Security Testing – Aims and Limitations

Security testing aims to find vulnerabilities.

A vulnerability is a weakness that could be exploited to perform unauthorised actions on a computer system. Vulnerabilities may require that certain conditions are met, such:

  • Physical access – access to one or more devices is required to exploit the vulnerability.
  • RF range – must be within radio frequency range.
  • Authentication – a set of valid credentials are required e.g. a Wi-Fi password for a hotspot.
  • User interaction – a user of the system must carry out an action e.g. click on a link.
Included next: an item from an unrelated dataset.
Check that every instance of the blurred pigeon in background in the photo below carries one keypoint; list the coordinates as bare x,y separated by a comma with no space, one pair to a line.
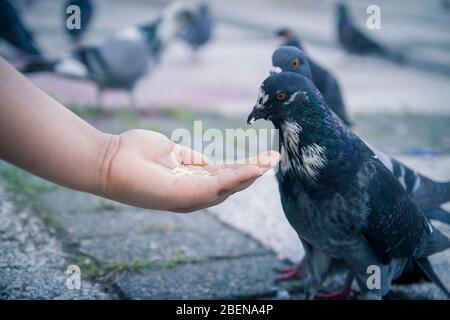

Once found, the business can then decide how to handle these vulnerabilities. They may:

  • Fix the vulnerability – preventing it from being exploited.
  • Mitigate the risk – places barriers in place to make the vulnerability harder to exploit or reduce the impact if it is exploited.
  • Accept the risk – decided that they would rather leave the vulnerability.

Accepting risk is often seen as an undesirable option. As a result of this, testing is sometimes artificially constrained to prevent issues from being discovered.

“Out of sight, out of mind” would describe this attitude. It is harmful and high-risk. Examples of this would include:

  • Discovery of a hardcoded password across all devices, stored as a hash, but not providing the password. Given time and resources, it would be possible to obtain the plaintext password, either by brute force or another method (such as a breach of development systems). Providing the password to permit access would provide a better depth of testing and avoid wasting time.
  • Code readout protection preventing access to firmware. Given time and resources, firmware can be recovered from most devices, and then reverse engineered. This can discover issues such as backdoor access, hardcoded keys, or debug functionality. Giving direct access to firmware allows testing to progress faster.
  • Source code access. Whilst compiled firmware can be disassembled to determine function and find vulnerabilities, this can take a long time, especially on large systems (e.g. IVIs) or ones with little information available (e.g. some CAN gateways).
  • Limiting scope. For example, taking backend services out-of-scope so that they cannot be attacked. In general, an attacker is not limited in which actions they can perform.

There are several realities about security testing that should be accepted:

  • Testing is always limited in time.
  • Deeply hidden vulnerabilities will not be uncovered. There are hundreds of examples of issues in widely deployed software and hardware than have existed for many years without being found.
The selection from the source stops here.